Articolo di Stefania D’Egidio

Sono passati 40 anni da quel 29 giugno in cui Brian Johnson si esibì per la prima volta in Belgio con gli AC/DC. Quella sera era tesissimo, aveva sulle spalle un’eredità pesante, quella lasciata pochi mesi prima dal compianto Bon Scott, e probabilmente si chiedette quanto sarebbe durata. Quasi mezzo secolo dopo, invece, sono ancora qua, nonostante gli sfortunati eventi degli ultimi anni: li avevamo lasciati trionfanti sul palco di Imola, poi la morte di Malcolm Young, la perdita di udito di Brian, che lo ha allontanato dalle scene per un pò, i guai giudiziari di Phil Rudd, ma si sa che quando sono ad un passo dalla fine, risorgono dalle ceneri e pubblicano un nuovo album con gli attributi. Back in Black è tuttora uno dei migliori lavori rock’n’roll di sempre, con oltre cinquanta milioni di copie vendute in tutto il mondo, difficile, se non impossibile, sfornarne uno altrettanto leggendario, ma anche Power Up non scherza mica. Prodotto da Brendan O’Brien, tra il 2018 e il 2019, nel Warehouse Studio di Vancouver è la diciassettesima fatica del gruppo australiano, la prima dopo la perdita di Malcolm, sostituito da Stevie Young; se Back in Black si presentava con una cover nera per rendere omaggio all’iconico Scott e iniziava, non a caso, con il suono di una campana, per Power Up è stata scelta una copertina rossa con il logo della band al centro e il palco sullo sfondo, con una fila di amplificatori schierati a dichiarazione di intenti.
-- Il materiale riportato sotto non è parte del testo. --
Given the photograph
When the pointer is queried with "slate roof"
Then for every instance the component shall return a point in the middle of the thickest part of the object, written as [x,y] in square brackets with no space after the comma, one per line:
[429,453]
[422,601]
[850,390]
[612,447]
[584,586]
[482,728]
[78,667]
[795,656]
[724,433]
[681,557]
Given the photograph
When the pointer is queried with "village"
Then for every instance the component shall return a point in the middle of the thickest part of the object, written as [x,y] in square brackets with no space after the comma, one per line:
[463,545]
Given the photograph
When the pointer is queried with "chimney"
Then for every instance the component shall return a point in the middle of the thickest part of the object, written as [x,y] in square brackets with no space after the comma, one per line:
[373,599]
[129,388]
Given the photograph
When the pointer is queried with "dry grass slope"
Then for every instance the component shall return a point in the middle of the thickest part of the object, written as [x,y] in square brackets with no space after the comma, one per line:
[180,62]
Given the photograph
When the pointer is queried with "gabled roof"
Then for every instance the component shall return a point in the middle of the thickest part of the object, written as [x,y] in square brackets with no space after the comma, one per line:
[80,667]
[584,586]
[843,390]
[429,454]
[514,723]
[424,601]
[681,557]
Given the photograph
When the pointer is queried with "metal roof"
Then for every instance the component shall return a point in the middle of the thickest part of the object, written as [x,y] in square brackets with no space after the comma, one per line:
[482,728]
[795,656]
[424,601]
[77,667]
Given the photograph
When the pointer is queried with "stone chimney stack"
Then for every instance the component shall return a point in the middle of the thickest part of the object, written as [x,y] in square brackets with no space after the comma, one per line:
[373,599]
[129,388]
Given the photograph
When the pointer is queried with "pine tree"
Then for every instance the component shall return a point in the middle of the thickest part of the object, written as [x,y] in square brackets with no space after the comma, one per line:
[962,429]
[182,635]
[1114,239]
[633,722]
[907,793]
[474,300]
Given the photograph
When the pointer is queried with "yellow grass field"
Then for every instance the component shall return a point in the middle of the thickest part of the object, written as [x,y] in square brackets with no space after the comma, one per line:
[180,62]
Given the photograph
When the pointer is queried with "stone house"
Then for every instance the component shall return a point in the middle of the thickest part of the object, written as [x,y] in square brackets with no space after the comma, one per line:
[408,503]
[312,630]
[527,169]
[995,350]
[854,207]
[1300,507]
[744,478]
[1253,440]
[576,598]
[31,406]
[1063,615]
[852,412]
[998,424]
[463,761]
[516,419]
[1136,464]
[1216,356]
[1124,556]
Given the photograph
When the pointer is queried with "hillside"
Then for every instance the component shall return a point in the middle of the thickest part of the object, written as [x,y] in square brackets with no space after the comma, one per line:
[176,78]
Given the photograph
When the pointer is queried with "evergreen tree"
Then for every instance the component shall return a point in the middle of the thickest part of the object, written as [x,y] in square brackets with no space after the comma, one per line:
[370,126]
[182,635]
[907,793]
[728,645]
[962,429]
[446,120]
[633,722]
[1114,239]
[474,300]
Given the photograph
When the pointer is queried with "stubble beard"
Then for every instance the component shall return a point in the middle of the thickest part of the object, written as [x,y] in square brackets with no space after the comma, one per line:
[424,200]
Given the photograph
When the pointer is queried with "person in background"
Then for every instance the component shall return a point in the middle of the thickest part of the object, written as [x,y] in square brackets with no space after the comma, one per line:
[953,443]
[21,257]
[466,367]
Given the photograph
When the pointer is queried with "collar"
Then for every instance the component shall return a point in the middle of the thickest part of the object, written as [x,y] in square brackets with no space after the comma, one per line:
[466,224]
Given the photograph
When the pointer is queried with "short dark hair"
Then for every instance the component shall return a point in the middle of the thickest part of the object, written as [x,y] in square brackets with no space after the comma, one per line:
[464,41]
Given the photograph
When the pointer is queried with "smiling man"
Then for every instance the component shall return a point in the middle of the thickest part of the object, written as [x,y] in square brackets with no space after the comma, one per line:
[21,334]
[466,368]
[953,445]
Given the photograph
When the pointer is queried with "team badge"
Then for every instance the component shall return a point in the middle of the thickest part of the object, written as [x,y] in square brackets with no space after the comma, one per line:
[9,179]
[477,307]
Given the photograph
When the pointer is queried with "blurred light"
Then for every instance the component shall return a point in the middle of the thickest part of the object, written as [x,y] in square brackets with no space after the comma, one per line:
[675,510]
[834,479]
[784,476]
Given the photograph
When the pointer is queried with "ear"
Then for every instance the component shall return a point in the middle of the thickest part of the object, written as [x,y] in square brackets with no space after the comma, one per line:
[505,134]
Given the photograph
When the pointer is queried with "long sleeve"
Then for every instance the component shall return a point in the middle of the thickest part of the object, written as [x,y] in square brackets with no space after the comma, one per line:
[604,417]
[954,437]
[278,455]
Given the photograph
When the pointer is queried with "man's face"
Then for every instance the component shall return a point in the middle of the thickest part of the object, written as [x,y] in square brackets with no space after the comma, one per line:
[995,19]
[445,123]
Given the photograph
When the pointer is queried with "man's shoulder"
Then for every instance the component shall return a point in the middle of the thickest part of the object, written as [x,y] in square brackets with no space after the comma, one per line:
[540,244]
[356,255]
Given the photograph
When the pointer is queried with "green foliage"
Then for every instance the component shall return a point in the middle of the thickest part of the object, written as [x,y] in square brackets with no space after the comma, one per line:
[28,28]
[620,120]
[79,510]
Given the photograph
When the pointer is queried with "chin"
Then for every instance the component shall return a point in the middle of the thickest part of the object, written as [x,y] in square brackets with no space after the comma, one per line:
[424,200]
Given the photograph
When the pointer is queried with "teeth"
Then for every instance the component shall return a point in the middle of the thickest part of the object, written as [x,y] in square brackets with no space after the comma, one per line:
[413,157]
L’album uscirà il 13 novembre in diversi formati, digitale, CD standard, Deluxe Limited Edition e vinile in cinque versioni di colore; la versione Deluxe prevede una special box in cui, premendo un bottone laterale, si illuminerà il logo e si attiveranno gli altoparlanti integrati, all’interno del cofanetto, oltre al CD, ci saranno un booklet di venti pagine, con foto esclusive, e un cavo usb per la ricarica della scatola.